Samira, que en el transcurso de la guerra acabó perdiendo a toda la familia que aún tenía en la Franja, i da, međutim, seguía vendiendo azúcar y harina a los israelíes que acudían a su tienda.
El corazón en el lado correcto
Acabo de regresar de trabajar en el West Bank. Suena el cañón que anuncia el final del ayuno: estamos en Ramadán. Me siento en el balcón y escucho cómo los vencejos van retirándose, y cómo la calle, normalmente abarrotada en el este de Jerusalén, se sumerge en un silencio absoluto; todos rompen el ayuno con sus familias.
Yo como uno de los croissants de Zahi, cargaditos de azúcar, mantequilla y resistencia.

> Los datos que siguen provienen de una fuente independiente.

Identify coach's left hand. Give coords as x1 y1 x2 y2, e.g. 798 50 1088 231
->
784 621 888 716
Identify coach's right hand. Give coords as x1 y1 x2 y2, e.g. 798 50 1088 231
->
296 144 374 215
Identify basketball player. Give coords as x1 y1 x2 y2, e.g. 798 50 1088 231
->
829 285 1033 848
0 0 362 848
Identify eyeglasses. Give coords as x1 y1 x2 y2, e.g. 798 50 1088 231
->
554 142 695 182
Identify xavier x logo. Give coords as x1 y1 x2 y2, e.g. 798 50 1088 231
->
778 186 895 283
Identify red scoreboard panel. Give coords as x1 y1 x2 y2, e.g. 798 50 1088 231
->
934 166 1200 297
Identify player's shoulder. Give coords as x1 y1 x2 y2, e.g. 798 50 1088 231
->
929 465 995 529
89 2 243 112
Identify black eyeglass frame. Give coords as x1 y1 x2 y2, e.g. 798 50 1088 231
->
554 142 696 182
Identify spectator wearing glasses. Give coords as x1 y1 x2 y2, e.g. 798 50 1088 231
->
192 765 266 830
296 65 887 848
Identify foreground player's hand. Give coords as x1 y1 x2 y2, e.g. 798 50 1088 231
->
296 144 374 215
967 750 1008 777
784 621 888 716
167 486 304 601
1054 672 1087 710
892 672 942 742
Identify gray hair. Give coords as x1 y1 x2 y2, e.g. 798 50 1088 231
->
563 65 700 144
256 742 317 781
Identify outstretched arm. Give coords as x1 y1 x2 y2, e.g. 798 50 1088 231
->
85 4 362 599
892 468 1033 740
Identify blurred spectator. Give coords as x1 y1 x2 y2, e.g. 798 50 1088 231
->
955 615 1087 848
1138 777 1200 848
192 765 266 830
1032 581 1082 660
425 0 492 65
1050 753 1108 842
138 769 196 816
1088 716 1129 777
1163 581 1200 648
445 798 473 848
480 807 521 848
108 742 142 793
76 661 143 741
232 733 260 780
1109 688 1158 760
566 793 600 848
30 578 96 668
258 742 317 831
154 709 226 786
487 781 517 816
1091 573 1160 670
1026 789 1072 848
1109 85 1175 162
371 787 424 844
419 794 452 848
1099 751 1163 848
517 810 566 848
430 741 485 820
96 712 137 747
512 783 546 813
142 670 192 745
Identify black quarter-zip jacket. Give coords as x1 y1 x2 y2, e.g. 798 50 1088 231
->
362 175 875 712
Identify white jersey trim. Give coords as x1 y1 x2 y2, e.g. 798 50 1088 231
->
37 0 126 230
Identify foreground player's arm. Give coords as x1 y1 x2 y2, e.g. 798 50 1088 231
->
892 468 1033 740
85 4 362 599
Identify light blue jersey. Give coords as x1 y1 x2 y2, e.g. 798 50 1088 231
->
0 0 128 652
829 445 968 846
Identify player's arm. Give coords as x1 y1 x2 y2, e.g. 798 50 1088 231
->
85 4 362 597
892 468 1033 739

“Podría contarte una larga lista de abusos y crímenes cometidos por los soldados de mi país”, osigurava. “Crímenes abiertamente apoyados y justificados por miembros de mi familia y amigos. Pero prefiero contarte los momentos que me hicieron ser consciente de que no quería ser parte de todo este horror. El precio es alto; lo he perdido todo, pero podré vivir sabiendo que no miré hacia otro lado. No más vida postiza, no más fraude, no más autoconvencerse de que la defensa de mi gente requiere el genocidio de otro pueblo”.
Crímenes abiertamente apoyados y justificados por miembros de mi familia y amigos. Pero prefiero contarte los momentos que me hicieron ser consciente de que no quería ser parte de todo este horror
Sahi no es el único. Cada vez más soldados y reservistas hablan abiertamente de los crímenes cometidos en Gaza, luchan contra la manipulación narrativa y se enfrentan a la desinformación de los medios israelíes.
“A veces pienso en la facilidad con la que aceptamos matar a aquella familia israelí en su casa, junto a sus secuestradores”, comenta Sahi. “Ahora entiendo que la muerte y la destrucción son siempre la solución rápida del mal llamado ‘ejército más moral del mundo’. El general Barak Hiram no pudo entender que, mientras hay vida, hay oportunidad de salvación. Para él era una cuestión de estrategia. Za mene je, la vida es una cuestión de esperanza.”
Šutnja.
“No sé qué será de mí”, confiesa Sahi. “Al menos sé que tengo el corazón en el lado correcto.”